L’intero progetto energetico ideato per l’Europa centro-orientale è maturato nell’ambito del Trimarium, una versione del vecchio Intermarium aggiornata al XXI Secolo e declinata pertanto secondo un canone spiccatamente geoeconomico, implicante l’unificazione del “grande spazio” ricompreso tra il Baltico, il Mar Nero e l’Adriatico attraverso un programma di ammodernamento infrastrutturale (ferrovie, autostrade, condutture energetiche e canali) che favorisca le interconnessioni tra i Paesi aderenti, vale a dire Polonia, Repubblica Ceca, Slovacchia, Ungheria, Estonia, Lettonia, Lituania, Austria, Slovenia, Croazia, Romania e Bulgaria. Per Marek Jan Chodakiewicz, storico statunitense di origini polacche che ha scritto parte del discorso pronunciato da Donald Trump a Varsavia nel 2017, il Trimarium rappresenta un progetto «culturalmente e ideologicamente più compatibile con gli interessi nazionali americani».

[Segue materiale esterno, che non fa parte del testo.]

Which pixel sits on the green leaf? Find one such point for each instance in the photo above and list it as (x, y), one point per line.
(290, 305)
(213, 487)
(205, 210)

La Polonia, al centro del progetto Trimarium, si candida attualmente a marginalizzare politicamente la Germania e accreditarsi – un po’ come l’Italia sotto il governo di Giorgia Meloni – come principale interlocutore degli Stati Uniti in Europa, se non come vera e propria “testa di ponte” di Washington all’interno del “vecchio continente”. Senonché, la sua tenuta economica rimane strettamente dipendente dalle sorti della Bundesrepublik, a cui è strettamente legata dal punto di vista sia industriale che finanziario, considerata l’influenza che Berlino è in grado di esercitare sulle strutture tecnocratiche comunitarie. Ed è a sua volta alquanto emblematica la sincronicità tra il deterioramento dei rapporti russo-tedeschi e il graduale scivolamento della Germania sul piano inclinato della recessione, con contestuale assottigliamento del suo gigantesco avanzo commerciale. Dinnanzi alla Polonia si stagliano prospettive analoghe.

 

 

Note

 

1) Il governo di Varsavia ha addirittura manifestato a Washington la propria disponibilità a stanziare due miliardi di dollari per la costruzione di una struttura presso la cittadina di Orzysz, situata a ridosso di Kaliningrad in cui ospitare una divisione corazzata Usa, che il presidente Andrzej Duda propose addirittura di battezzare Fort Trump con il chiaro intento di solleticare il narcisismo del magnate newyorkese. L’idea è quella di insediare in pianta stabile la presenza militare statunitense oltre l’ex “cortina di ferro” per la prima volta dal crollo dell’Unione Sovietica, attraverso la trasformazione della Polonia in una sorta di «portaerei inaffondabile degli Stati Uniti», per usare un’espressione pronunciata a suo tempo da un membro di alto profilo del governo di Jaroslaw Kaczyseki.